The 3 Tenancies and Your Planning: It’s Not about Rent

By August 17, 2011No Comments

In the legal field, we use and create terms and phrases that sound familiar to non-legal professionals, but are strangers when a legal professional provides the actual definition. Take, for example the term, “tenancy.” It sounds like it’s related to renting property, and it is – sort of, sometimes as when you’re discussing leases. However, when discussing legacy planning, it’s a much larger animal.

In legacy planning, lawyers primarily discuss 3 tenancies, most of which involve real property or bank account ownership, not renting.
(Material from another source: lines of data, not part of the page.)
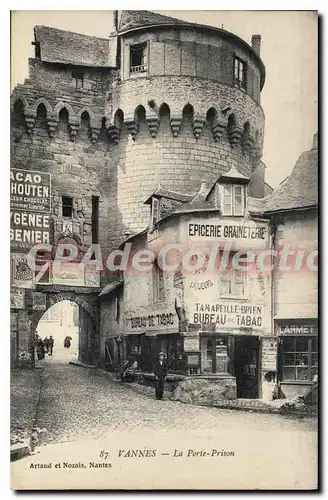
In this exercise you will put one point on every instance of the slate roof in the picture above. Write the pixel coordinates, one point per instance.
(166, 193)
(300, 189)
(131, 19)
(67, 47)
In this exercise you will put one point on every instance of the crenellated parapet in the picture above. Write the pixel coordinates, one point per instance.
(30, 111)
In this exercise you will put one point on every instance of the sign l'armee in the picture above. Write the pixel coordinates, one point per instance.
(30, 205)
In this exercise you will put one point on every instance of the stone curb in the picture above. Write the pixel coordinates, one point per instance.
(21, 450)
(81, 365)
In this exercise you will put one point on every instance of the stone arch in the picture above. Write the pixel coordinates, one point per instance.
(140, 114)
(86, 109)
(188, 111)
(164, 110)
(55, 297)
(23, 100)
(46, 104)
(18, 113)
(60, 106)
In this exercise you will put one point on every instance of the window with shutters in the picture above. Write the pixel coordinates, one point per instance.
(233, 199)
(138, 58)
(240, 73)
(233, 281)
(158, 283)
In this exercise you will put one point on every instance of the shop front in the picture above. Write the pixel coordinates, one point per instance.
(297, 355)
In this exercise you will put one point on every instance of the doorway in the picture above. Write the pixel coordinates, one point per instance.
(246, 361)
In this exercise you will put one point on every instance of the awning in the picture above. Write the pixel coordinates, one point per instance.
(110, 288)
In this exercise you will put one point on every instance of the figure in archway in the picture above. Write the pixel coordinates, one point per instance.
(67, 341)
(40, 349)
(51, 345)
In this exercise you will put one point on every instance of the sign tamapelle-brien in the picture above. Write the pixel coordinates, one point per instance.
(164, 251)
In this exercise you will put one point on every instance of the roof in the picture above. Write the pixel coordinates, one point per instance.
(166, 193)
(267, 189)
(131, 19)
(300, 189)
(234, 175)
(67, 47)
  1. Tenancy in common is the most basic type of tenancy ownership.  A tenants in common relationship between 2 people over a house, for example, means that one party controls interest in one half of the house, and the other party controls interest over the other half. Either party can sell, lease, mortgage, or devise their interest in half of the property. However, if the other party passes away, generally the surviving party does not get the other half of the property; the survivor is left with his or her interest alone. The remaining half is either bequeathed or passed to the decedent’s heirs via state law.People are rarely tenants in common with respect to bank accounts; this type of arrangement is usually crafted for prenuptial agreements or settlement agreements and, then, the focus is often the parties’ contribution to the account.
  2. Joint tenancy with rights of survivorship, on the other hand, allows the surviving party in the above example with the house to own the whole house. Joint accounts are also very common with respect to bank accounts, checking or saving.  So, if Grandpa has a bank account and you are on the account as a joint holder, when Grandpa passes away, all of the funds in that account become yours, under most circumstances.However, joint tenancy is the animal that can become a beast for parents trying to leave property for children. Placing a house in joint tenancy with right of survivorship to a child could trigger a taxable event for the child. Additionally, suppose you have 2 children, the house, and life insurance. The house is worth $200,000 and the life insurance benefit is $200,000. You might think that leaving the house to one child and designating the other as beneficiary on the life insurance policy would be an even split. Yet, the child with the house may have to pay estate or gift taxes on the home, leaving the gifts to your children unequal.
  3. Tenancy by the entirety is joint tenancy for married couples. This may seem straightforward because most people know that transfers between husband and wife are not taxable events. But, what if the transfer was from husband to husband or wife to wife? Because the IRS doesn’t recognize husband to husband or wife to wife transfers, the survivor of the couple may be facing a taxable event like the child with the house.

So when thinking about gifts or transfers of property, careful planning is needed to avoid these non-rental sticky wickets.